Niezbędna pomoc
Nasza rodzina na pewno do końca swojego istnienia pozostanie wdzięczna pani Jadzi za pomoc, jaką pielęgniarka stanowiła dla naszej rodziny w bardzo ciężkich chwilach związanych ze śmiertelną chorobą dziadka. Gdyby nie pani Jadzia dawno byśmy się już wszyscy poddali i pogrążyli w smutku.
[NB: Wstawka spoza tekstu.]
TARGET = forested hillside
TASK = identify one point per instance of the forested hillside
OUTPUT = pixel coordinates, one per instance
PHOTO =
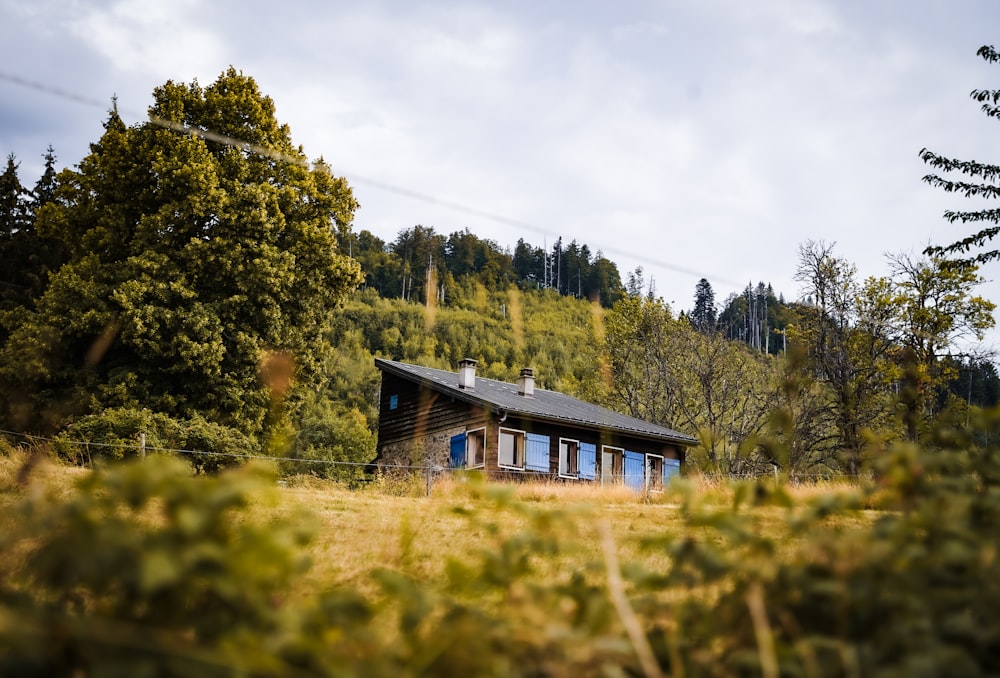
(216, 297)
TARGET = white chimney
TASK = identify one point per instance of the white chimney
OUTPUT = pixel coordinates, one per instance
(526, 383)
(467, 373)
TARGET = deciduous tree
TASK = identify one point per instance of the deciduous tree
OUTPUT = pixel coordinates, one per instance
(200, 244)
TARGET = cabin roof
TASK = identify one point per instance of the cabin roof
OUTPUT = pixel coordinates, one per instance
(503, 397)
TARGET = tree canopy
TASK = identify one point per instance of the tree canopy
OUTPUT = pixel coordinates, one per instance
(191, 261)
(983, 182)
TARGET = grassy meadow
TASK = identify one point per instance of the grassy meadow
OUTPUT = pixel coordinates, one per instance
(137, 564)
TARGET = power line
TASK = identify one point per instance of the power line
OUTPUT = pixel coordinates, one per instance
(375, 183)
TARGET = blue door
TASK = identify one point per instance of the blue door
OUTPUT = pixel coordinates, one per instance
(635, 470)
(588, 461)
(458, 451)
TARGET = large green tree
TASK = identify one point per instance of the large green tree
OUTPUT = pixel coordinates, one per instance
(201, 245)
(982, 181)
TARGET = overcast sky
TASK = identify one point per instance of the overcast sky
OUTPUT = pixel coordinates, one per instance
(694, 138)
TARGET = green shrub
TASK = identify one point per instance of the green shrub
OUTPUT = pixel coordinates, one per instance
(119, 433)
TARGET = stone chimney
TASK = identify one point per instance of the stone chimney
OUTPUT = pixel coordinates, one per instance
(526, 383)
(467, 373)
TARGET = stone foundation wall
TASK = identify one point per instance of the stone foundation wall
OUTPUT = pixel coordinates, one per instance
(434, 449)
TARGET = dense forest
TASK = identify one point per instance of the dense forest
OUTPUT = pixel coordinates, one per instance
(211, 299)
(219, 298)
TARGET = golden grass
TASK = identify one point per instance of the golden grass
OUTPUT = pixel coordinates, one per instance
(396, 526)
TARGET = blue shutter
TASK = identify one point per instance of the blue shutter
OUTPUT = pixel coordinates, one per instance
(536, 452)
(458, 451)
(635, 470)
(671, 468)
(588, 461)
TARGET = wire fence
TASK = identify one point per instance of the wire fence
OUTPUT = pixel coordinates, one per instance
(429, 471)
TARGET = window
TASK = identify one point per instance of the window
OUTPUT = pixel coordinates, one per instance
(536, 452)
(612, 465)
(569, 458)
(510, 450)
(475, 448)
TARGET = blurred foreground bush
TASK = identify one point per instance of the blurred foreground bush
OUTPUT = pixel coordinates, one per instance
(146, 569)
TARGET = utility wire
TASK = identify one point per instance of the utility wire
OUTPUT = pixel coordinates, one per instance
(375, 183)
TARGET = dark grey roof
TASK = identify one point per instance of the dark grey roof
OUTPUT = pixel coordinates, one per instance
(550, 405)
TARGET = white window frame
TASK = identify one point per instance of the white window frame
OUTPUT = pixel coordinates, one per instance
(571, 447)
(520, 437)
(479, 434)
(609, 477)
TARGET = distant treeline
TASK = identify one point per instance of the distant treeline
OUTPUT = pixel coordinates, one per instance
(421, 264)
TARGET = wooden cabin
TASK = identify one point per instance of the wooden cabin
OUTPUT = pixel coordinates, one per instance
(430, 417)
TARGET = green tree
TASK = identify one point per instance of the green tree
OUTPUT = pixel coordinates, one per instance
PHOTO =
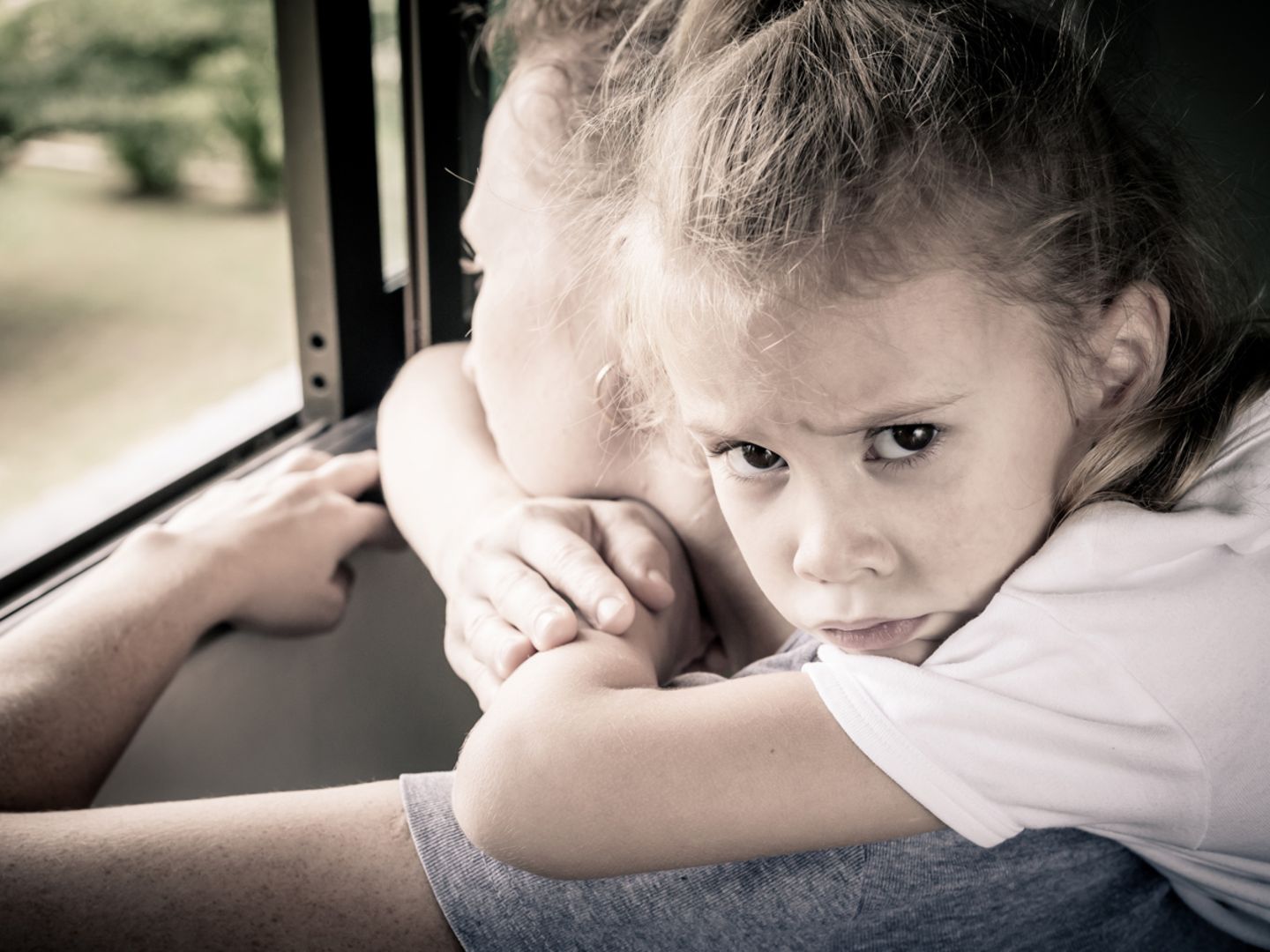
(158, 79)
Pani Jadzia, pielęgniarka Tomaszów Mazowiecki, jest osobą, która w swoim życiu zawodowym zetknęła się z wieloma chorobami i śmiercią osób, dlatego potrafiła nad ciężkim stanem dziadka przejść do porządku dziennego. W przeciwieństwie do nas, najbliższych, nie załamywała się i cały czas wypełniała swoje zadania z gorliwością godną świętego. To często pani Jadzia stanowiła dla nas źródło nadziei i wsparcia, bo nierzadko zdarzało jej się nas pocieszać czy przytulać do swojego czułego, pielęgniarskiego serca.
Wątpię czy którakolwiek z córek czy wnuczek dziadka byłaby się w stanie zająć dziadkiem tak serdecznie i profesjonalnie jak zrobiła to pani Jadzia. Ja sama, w kontakcie z umierającym dziadkiem stawałam się drętwa i onieśmielona, bo obcowanie z ciężką chorobą nie jest wcale łatwe. Dobrze, że przed śmiercią dziadka udało nam się znaleźć panią Jadzię. Bez niej proces jego odejścia byłby dla nas wszystkich o wiele trudniejszy.